Monday 27 October 2008

Hugo Duncan : a great man.

Northern Ireland is a truly retarded place when it comes to pop culture.











Try as he might, Ciaran Flanagan can’t help but be won over by ‘Uncle Hugo’.

Drunken Duncan

Uncle Hugo: The Story of the Wee Man From Strabane, Paul Evans (Blackstaff Press)

If there’s one thing that’s rubbish about living in Northern Ireland it’s that the quality of our celebrities leaves a hell of a lot to be desired. I’m not talking about people like Liam Neeson, or George Best, you know, people with talent, who go somewhere else and do something useful. No, I mean the type of ‘Personality’ who might have been a guest on The Kelly Show. The next time you’re bored type ‘Northern Ireland Celebrity’ into Google Images and have yourself a laugh at the feeble selection of men dressed up as women, presenters, disc jockeys, show band leaders and country music enthusiasts that comes up.

Hugo Duncan is one of the faces who will appear when you do this. Hugo Duncan. It is almost impossible to dislike Hugo Duncan. And believe me: I’ve tried. He’s representative of a type of music which, by his own admission has never been fashionable, but never goes out of fashion. He is a presenter of daytime country music radio and lame local It’s a Knockout rip-offs. But he’s so bloody likeable you can’t help but forgive all this.

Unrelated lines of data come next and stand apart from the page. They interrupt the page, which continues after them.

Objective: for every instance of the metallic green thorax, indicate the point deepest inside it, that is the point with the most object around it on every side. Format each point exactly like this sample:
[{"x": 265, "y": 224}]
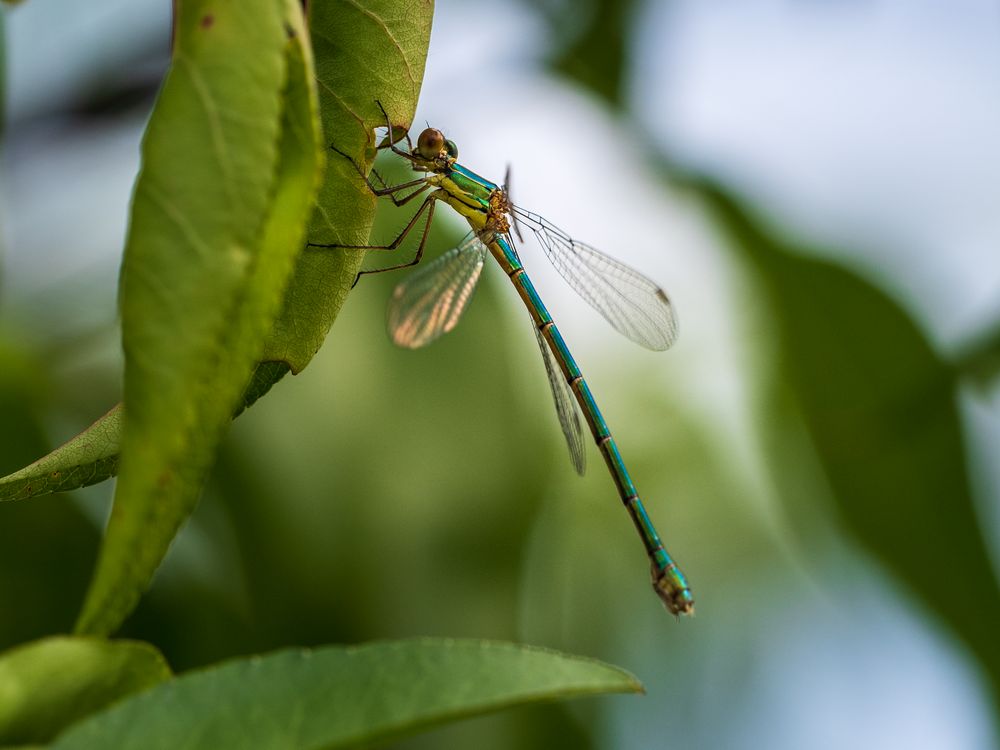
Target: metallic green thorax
[{"x": 475, "y": 198}]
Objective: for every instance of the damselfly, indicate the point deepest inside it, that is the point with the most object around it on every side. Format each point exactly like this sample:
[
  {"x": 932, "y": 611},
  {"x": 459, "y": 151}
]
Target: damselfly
[{"x": 431, "y": 301}]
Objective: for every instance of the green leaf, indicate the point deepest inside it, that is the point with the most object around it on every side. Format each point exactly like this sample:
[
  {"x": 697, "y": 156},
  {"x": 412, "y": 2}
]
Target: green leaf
[
  {"x": 369, "y": 51},
  {"x": 365, "y": 51},
  {"x": 47, "y": 685},
  {"x": 342, "y": 697},
  {"x": 90, "y": 457},
  {"x": 880, "y": 406},
  {"x": 230, "y": 164}
]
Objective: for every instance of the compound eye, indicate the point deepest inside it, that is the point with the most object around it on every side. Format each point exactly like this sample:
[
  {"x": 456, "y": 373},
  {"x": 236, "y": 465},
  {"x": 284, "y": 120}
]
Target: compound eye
[{"x": 430, "y": 143}]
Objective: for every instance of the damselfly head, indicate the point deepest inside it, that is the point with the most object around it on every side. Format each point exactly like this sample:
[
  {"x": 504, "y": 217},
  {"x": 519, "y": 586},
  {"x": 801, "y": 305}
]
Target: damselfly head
[{"x": 434, "y": 147}]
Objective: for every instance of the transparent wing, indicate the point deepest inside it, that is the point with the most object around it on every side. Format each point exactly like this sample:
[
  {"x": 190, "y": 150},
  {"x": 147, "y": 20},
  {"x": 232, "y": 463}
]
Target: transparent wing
[
  {"x": 636, "y": 306},
  {"x": 431, "y": 301},
  {"x": 566, "y": 409}
]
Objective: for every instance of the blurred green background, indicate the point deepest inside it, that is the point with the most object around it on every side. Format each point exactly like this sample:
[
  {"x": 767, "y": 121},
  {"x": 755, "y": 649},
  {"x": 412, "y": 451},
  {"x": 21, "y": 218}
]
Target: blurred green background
[{"x": 814, "y": 184}]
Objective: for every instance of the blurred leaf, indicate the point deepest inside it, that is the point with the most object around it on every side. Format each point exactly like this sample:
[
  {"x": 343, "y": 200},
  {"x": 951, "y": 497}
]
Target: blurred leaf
[
  {"x": 46, "y": 548},
  {"x": 47, "y": 685},
  {"x": 365, "y": 51},
  {"x": 596, "y": 56},
  {"x": 90, "y": 457},
  {"x": 230, "y": 159},
  {"x": 880, "y": 406},
  {"x": 342, "y": 697},
  {"x": 980, "y": 359}
]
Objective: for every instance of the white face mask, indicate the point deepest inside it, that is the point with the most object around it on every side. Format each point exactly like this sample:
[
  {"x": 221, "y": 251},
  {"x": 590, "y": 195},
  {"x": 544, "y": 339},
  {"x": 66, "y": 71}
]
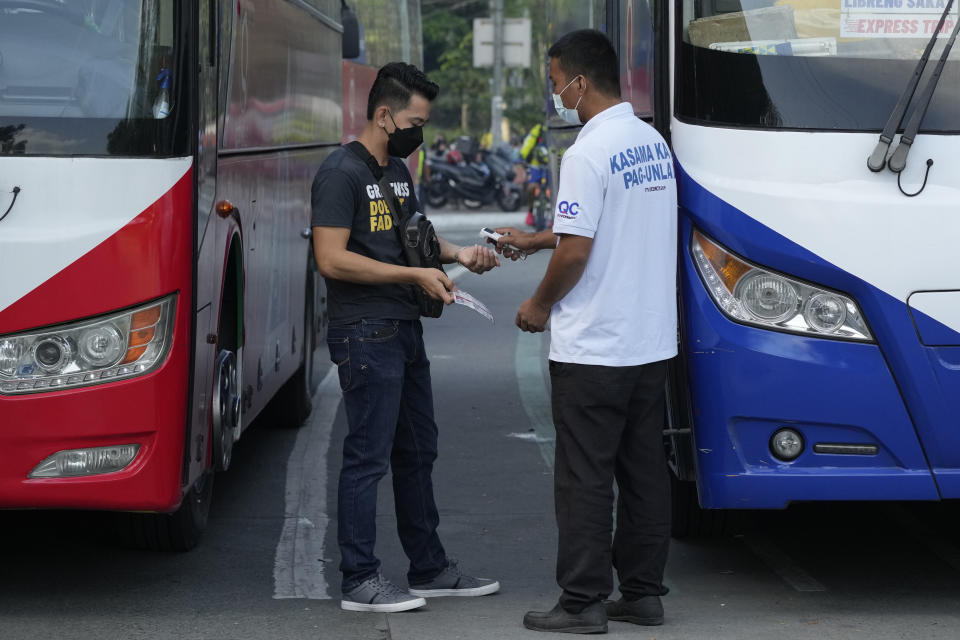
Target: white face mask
[{"x": 570, "y": 116}]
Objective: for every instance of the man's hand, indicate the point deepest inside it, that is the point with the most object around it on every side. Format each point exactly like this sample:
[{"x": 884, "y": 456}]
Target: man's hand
[
  {"x": 515, "y": 238},
  {"x": 532, "y": 317},
  {"x": 477, "y": 259},
  {"x": 435, "y": 283}
]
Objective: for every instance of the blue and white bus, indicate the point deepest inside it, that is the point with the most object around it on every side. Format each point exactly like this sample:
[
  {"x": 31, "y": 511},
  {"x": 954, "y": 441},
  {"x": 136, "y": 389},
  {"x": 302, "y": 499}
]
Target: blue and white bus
[{"x": 820, "y": 299}]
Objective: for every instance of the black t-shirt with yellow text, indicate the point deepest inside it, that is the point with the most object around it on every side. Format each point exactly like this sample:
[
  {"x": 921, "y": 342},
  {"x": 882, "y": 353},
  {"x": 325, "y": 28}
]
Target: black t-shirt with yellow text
[{"x": 345, "y": 194}]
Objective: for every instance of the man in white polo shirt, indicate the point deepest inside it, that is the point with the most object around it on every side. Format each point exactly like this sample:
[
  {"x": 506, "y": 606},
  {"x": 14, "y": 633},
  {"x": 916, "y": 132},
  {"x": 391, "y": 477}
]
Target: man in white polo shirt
[{"x": 610, "y": 290}]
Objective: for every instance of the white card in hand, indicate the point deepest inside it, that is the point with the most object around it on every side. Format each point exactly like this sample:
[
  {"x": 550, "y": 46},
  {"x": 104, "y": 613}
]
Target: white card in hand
[{"x": 462, "y": 297}]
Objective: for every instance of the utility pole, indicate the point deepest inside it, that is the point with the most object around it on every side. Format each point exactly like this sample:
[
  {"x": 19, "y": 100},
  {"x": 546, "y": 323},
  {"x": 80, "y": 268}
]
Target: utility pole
[
  {"x": 405, "y": 31},
  {"x": 496, "y": 102}
]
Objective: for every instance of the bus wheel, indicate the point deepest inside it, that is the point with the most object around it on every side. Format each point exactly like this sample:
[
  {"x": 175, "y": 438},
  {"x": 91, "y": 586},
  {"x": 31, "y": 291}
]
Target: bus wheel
[
  {"x": 688, "y": 519},
  {"x": 226, "y": 408},
  {"x": 177, "y": 531},
  {"x": 293, "y": 403}
]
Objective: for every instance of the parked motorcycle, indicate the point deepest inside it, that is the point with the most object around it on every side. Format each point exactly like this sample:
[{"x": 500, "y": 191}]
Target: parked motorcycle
[{"x": 475, "y": 184}]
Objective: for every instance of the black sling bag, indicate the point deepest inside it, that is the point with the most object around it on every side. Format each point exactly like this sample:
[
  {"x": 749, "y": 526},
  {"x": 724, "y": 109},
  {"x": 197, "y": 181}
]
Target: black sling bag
[{"x": 421, "y": 247}]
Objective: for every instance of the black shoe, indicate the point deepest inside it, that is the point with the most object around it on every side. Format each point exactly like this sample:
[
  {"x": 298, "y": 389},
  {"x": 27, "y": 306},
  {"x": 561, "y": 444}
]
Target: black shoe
[
  {"x": 593, "y": 619},
  {"x": 647, "y": 611}
]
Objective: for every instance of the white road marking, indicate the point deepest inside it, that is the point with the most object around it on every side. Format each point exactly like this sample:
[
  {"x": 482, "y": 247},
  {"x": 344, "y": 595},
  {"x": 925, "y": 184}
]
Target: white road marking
[
  {"x": 781, "y": 564},
  {"x": 534, "y": 392},
  {"x": 298, "y": 570}
]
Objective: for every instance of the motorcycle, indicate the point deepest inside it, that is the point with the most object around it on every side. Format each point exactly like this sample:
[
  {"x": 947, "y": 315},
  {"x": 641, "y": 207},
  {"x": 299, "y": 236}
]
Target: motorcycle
[{"x": 475, "y": 184}]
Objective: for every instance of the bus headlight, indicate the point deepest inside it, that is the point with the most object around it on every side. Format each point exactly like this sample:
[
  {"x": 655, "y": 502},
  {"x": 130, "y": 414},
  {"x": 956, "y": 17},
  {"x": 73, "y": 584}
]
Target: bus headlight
[
  {"x": 760, "y": 297},
  {"x": 87, "y": 352},
  {"x": 86, "y": 462}
]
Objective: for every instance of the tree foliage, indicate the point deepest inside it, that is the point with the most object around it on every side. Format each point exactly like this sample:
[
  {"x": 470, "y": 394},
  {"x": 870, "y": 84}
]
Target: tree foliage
[{"x": 465, "y": 91}]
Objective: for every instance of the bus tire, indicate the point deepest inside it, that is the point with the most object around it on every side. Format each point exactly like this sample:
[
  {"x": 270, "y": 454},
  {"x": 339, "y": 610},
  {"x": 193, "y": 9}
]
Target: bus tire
[
  {"x": 226, "y": 408},
  {"x": 177, "y": 531},
  {"x": 689, "y": 519},
  {"x": 294, "y": 402}
]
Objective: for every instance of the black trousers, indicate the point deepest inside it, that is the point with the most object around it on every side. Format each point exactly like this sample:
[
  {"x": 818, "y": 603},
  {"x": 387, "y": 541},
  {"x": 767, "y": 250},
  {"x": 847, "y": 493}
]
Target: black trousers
[{"x": 609, "y": 422}]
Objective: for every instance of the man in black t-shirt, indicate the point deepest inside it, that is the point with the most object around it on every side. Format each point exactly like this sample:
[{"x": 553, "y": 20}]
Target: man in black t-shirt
[{"x": 376, "y": 341}]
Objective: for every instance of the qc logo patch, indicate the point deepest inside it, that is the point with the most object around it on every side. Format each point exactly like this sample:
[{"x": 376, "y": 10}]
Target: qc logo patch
[{"x": 568, "y": 209}]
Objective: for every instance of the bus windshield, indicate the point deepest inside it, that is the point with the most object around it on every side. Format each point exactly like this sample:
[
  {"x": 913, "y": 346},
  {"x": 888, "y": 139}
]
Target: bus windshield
[
  {"x": 89, "y": 77},
  {"x": 811, "y": 64}
]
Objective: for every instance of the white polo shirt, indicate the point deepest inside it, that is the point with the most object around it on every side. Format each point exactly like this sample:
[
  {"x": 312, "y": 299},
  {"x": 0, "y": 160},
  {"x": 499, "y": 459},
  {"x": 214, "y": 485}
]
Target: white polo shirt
[{"x": 617, "y": 187}]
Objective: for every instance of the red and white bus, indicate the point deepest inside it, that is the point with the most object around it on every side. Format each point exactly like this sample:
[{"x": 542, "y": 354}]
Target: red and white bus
[{"x": 156, "y": 284}]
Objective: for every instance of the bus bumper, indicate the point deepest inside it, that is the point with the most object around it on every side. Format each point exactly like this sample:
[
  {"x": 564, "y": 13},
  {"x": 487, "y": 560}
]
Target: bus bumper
[
  {"x": 746, "y": 383},
  {"x": 149, "y": 411}
]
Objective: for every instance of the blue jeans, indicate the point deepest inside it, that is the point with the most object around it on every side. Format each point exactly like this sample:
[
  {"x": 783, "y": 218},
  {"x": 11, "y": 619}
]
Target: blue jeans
[{"x": 385, "y": 378}]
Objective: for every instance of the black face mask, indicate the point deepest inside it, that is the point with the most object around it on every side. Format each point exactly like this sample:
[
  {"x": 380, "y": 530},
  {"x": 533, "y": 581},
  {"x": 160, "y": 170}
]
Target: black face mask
[{"x": 402, "y": 142}]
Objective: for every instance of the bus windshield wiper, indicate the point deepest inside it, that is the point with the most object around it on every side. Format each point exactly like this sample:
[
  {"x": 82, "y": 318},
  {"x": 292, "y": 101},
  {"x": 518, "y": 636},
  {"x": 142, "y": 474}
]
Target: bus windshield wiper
[
  {"x": 898, "y": 161},
  {"x": 878, "y": 158}
]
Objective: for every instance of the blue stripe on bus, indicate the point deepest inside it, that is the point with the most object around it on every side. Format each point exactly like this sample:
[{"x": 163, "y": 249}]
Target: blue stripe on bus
[{"x": 746, "y": 382}]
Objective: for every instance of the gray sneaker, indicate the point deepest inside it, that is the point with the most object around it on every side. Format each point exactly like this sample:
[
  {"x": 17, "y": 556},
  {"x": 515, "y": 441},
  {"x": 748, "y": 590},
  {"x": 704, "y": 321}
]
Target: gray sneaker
[
  {"x": 452, "y": 582},
  {"x": 379, "y": 595}
]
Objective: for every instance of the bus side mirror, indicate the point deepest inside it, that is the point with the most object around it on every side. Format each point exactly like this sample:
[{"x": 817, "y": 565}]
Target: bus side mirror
[{"x": 351, "y": 32}]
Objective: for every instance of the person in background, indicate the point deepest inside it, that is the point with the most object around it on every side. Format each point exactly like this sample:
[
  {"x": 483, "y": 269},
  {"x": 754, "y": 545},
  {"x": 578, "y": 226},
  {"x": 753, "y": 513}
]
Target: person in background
[{"x": 534, "y": 153}]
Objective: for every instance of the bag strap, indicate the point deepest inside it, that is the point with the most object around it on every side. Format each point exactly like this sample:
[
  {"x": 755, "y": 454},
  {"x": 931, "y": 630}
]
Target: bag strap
[{"x": 385, "y": 189}]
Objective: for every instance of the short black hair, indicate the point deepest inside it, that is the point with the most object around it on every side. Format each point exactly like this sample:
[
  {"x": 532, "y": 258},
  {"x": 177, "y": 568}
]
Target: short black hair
[
  {"x": 589, "y": 53},
  {"x": 395, "y": 83}
]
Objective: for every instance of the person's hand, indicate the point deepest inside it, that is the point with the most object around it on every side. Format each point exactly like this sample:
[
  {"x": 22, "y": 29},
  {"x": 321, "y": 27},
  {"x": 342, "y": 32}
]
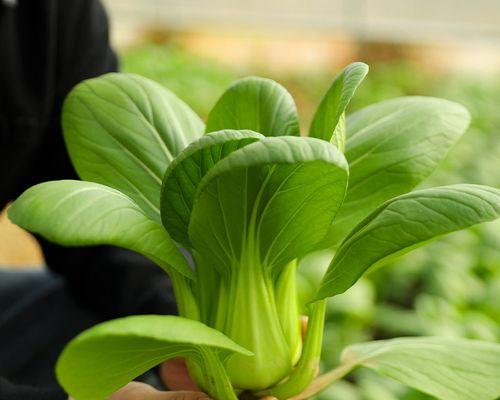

The book is an awful lot like the man. While there is a lot of waffle, it is interspersed with a shocking frankness about his showband days, how it led to alcohol dependency and his subsequent attempts to quit drinking. There are also occasional surprises, for example the album of rebel songs that Hugo recorded in Monaghan in 1979 – which, on being reminded of it 25 years later caused him to throw up in his car. This was of course during his ‘Drunken Duncan’ period (the rebel songs I mean, the boking is an understandable reaction). Personally, I wanted a frank expose of the Town Challenge years and gossip about how much he and George Jones hated each other, but alas, this whole era is largely glossed over. Still maybe George will write a tell-all book. In the main it is a collection of fond recollections of great days growing up, and numerous music hall dances all over the country, that for people of a certain generation will go down a treat.

The scary thing about Uncle Hugo is that, in one way or another, he is exactly like all of my uncles. He’s probably exactly like your uncles too for that matter. I think that’s his secret.